¾Então Antunes, o senhor é um assassino confesso? Quis saber logo o repórter.
¾Assassino não! Eu nunca matei um pai de família ou um trabalhador. O que eu mato que anda com dois pés, é galinha, que eu mesmo seleciono lá em Terenos, as outras, todas andam de quatro pés.
¾Então o senhor não mata gente?
¾De jeito manera! Meu serviço é de carneador. Eu sou açougueiro, quem lhe deu meu contato sabe disso.
¾Então está bem Antunes, eu vou precisar desligar neste momento, logo mais a gente se fala.
¾Mas do que é que o senhor precisa? Perguntou Antunes, se colocando à disposição, oferecendo seus préstimos.
¾No momento de nada, fico agradecido pela atenção, disse o repórter encurtando a conversa e desligando a ligação.
Tu – tu – tu – tu – tu – tu, foi o sinal emitido pelas TV´s do mundo inteiro que estavam sintonizadas na emissora, assim que o repórter desligou.

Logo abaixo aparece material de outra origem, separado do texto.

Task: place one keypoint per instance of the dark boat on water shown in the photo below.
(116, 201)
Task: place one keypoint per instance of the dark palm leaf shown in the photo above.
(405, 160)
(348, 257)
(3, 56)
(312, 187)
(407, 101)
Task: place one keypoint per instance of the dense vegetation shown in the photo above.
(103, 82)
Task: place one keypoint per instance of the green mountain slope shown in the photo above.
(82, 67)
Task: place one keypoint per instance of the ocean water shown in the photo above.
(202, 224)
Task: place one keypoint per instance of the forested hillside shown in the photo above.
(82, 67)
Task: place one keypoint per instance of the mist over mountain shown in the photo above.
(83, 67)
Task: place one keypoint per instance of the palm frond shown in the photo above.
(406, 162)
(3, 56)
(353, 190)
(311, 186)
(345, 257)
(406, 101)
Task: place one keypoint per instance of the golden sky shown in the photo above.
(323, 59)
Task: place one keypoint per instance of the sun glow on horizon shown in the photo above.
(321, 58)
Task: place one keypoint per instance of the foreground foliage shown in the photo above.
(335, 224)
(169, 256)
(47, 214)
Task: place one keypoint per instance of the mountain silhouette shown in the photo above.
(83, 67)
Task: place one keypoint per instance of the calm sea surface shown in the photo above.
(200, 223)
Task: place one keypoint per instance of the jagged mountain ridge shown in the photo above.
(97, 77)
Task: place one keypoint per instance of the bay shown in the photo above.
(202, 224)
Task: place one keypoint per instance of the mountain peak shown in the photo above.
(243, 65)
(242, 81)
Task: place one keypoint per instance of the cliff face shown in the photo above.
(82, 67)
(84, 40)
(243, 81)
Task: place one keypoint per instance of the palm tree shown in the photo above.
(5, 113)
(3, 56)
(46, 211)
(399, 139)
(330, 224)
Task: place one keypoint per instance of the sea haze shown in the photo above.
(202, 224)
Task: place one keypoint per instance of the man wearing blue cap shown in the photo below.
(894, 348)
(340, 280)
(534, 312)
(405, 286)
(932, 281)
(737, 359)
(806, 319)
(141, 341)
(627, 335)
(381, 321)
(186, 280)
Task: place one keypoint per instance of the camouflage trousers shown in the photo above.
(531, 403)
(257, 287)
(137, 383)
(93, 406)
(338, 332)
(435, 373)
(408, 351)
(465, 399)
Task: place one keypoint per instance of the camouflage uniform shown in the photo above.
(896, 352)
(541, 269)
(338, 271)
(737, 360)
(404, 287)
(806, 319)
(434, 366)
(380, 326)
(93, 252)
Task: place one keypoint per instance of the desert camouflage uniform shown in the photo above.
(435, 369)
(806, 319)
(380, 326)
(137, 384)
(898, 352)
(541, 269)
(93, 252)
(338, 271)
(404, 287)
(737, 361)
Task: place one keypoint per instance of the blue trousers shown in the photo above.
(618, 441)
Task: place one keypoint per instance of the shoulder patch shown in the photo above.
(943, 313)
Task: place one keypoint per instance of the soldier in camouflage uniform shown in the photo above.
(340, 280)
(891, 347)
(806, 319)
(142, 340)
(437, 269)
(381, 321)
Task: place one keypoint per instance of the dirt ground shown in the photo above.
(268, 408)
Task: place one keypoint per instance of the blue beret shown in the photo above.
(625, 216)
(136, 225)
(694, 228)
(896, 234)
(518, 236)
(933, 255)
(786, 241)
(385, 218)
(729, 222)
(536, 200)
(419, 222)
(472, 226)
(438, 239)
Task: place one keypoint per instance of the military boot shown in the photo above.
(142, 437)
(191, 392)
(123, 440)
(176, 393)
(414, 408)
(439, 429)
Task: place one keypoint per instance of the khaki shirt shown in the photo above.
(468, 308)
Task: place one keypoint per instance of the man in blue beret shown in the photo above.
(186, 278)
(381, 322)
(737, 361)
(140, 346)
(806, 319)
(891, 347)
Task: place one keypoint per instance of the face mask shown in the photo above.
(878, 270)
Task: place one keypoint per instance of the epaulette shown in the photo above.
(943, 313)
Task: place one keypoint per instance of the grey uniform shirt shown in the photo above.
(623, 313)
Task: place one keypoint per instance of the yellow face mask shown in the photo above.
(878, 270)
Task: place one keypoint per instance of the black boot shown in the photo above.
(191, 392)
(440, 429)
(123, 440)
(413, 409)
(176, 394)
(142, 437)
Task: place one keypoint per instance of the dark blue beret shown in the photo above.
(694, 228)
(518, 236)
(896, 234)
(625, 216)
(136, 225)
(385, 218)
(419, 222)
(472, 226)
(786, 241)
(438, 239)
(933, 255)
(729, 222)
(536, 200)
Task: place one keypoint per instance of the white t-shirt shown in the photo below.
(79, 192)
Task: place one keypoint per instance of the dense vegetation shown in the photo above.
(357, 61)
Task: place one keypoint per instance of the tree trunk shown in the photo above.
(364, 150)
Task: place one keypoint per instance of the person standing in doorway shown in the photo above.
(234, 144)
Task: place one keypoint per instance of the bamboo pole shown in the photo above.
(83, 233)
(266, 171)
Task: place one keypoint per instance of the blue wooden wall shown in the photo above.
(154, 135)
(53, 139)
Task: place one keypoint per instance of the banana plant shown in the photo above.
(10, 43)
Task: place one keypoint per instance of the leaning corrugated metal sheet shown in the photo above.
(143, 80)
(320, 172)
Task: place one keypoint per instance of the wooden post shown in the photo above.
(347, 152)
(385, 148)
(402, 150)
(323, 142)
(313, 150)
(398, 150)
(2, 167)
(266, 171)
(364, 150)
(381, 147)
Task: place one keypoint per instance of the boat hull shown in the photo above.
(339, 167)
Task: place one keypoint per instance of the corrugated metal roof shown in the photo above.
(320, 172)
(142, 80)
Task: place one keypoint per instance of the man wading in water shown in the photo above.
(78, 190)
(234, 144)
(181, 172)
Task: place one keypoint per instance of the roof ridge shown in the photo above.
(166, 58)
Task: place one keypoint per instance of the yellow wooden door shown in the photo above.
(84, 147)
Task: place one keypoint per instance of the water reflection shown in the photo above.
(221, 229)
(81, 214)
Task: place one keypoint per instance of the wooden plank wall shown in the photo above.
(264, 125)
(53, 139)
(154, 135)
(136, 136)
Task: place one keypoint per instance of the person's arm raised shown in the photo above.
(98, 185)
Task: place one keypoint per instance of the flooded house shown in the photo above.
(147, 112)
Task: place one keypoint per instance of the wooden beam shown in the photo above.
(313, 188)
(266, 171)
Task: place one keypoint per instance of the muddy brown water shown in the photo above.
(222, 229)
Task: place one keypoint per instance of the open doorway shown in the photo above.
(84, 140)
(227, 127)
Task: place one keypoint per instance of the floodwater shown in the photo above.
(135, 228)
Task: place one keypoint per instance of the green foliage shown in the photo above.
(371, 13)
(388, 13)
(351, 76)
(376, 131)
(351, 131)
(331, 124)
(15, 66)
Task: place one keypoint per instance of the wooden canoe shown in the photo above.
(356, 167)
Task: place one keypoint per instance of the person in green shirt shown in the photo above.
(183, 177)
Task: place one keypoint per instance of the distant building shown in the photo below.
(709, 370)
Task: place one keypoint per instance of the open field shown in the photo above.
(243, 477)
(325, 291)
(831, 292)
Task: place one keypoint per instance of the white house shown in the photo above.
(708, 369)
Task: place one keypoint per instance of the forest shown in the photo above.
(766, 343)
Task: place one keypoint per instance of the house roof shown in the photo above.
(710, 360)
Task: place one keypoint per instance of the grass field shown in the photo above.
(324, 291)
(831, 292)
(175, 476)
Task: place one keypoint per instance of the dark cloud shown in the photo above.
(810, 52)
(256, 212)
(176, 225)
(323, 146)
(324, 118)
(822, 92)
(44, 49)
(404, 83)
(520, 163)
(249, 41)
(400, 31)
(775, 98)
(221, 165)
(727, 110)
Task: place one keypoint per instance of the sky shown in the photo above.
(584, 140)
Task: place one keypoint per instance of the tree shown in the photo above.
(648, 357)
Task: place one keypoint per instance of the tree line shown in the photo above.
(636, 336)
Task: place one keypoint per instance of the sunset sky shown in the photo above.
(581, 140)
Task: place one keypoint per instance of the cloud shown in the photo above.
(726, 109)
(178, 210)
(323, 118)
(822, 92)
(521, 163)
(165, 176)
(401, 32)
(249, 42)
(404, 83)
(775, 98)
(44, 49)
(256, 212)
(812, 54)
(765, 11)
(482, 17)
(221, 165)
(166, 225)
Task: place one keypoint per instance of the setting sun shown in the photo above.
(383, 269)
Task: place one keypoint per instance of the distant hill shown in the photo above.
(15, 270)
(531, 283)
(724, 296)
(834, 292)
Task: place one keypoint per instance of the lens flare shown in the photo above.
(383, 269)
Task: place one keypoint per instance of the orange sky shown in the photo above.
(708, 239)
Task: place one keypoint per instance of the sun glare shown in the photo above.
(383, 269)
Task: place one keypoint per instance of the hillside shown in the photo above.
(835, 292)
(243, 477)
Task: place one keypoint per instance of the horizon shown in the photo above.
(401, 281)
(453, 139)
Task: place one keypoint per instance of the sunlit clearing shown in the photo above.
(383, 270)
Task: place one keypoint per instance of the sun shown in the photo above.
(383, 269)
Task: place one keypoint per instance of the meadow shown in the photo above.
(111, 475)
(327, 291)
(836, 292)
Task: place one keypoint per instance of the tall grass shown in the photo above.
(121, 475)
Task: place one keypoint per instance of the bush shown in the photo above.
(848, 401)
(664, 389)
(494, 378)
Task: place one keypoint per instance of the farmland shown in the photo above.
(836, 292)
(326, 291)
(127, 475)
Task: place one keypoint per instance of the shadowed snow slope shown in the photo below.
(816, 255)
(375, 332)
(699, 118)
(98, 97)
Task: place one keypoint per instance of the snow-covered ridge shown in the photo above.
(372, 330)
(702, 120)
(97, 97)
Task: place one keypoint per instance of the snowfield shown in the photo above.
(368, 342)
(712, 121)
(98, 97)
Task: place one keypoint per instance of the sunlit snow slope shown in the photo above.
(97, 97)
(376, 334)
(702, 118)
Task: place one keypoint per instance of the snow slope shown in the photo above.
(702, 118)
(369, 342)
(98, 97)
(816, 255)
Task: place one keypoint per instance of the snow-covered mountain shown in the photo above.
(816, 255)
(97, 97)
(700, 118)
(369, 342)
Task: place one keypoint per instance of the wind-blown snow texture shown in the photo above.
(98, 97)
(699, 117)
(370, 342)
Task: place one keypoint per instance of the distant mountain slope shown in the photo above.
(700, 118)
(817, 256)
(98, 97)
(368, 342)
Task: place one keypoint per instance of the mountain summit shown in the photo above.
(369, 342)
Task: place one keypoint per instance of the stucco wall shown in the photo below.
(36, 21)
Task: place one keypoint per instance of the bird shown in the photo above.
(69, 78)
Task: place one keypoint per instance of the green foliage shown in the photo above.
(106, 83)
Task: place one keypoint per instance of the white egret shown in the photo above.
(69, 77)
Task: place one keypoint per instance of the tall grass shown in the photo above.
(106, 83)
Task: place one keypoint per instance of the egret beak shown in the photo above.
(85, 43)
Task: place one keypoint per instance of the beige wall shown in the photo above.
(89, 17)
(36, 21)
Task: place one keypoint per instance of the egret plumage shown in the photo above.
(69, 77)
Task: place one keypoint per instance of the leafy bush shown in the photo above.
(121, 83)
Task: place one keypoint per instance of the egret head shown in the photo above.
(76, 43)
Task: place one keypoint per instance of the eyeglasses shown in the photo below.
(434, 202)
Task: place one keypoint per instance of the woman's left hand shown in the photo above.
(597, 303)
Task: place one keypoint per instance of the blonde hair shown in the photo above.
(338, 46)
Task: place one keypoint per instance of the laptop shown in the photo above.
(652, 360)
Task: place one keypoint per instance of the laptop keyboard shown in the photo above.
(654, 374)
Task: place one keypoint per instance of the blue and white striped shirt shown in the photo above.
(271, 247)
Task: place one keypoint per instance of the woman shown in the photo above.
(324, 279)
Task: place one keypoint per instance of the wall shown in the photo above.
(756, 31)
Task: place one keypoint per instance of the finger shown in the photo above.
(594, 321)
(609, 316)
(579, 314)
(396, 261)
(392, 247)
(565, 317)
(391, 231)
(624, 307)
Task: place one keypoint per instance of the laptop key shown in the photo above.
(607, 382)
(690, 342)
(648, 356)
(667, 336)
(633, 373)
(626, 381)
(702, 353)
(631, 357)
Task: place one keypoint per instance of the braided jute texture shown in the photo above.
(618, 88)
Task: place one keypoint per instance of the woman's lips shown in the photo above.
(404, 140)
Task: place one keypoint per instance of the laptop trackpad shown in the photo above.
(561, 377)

Como a especialidade do repórter era ir ao ar ao vivo, o diálogo caiu na rede. Assim que desligou a chamada foi reclamar com a “fonte segura”.
¾Antunes é um açougueiro!
¾Com certeza, lhe garantiu a “fonte”. O estrago foi grande, emendou descrevendo as qualidades do indicado ao prêmio de encarcerado.
¾Ele não é o suspeito procurado!
¾Suspeito não: é o próprio!
¾Não! O celular que você me forneceu só pode ser de outra pessoa, não de um criminoso, disse o repórter em tom de desapontamento.
¾Como não? Deixa-me ver aqui… iiiiii passei o número errado. É que falei recentemente com seu Antunes sobre uma leitoa. Com mil perdões, Desculpa! Se precisar ainda tenho o número do verdadeiro.
O repórter achou melhor só a polícia ficar no caso.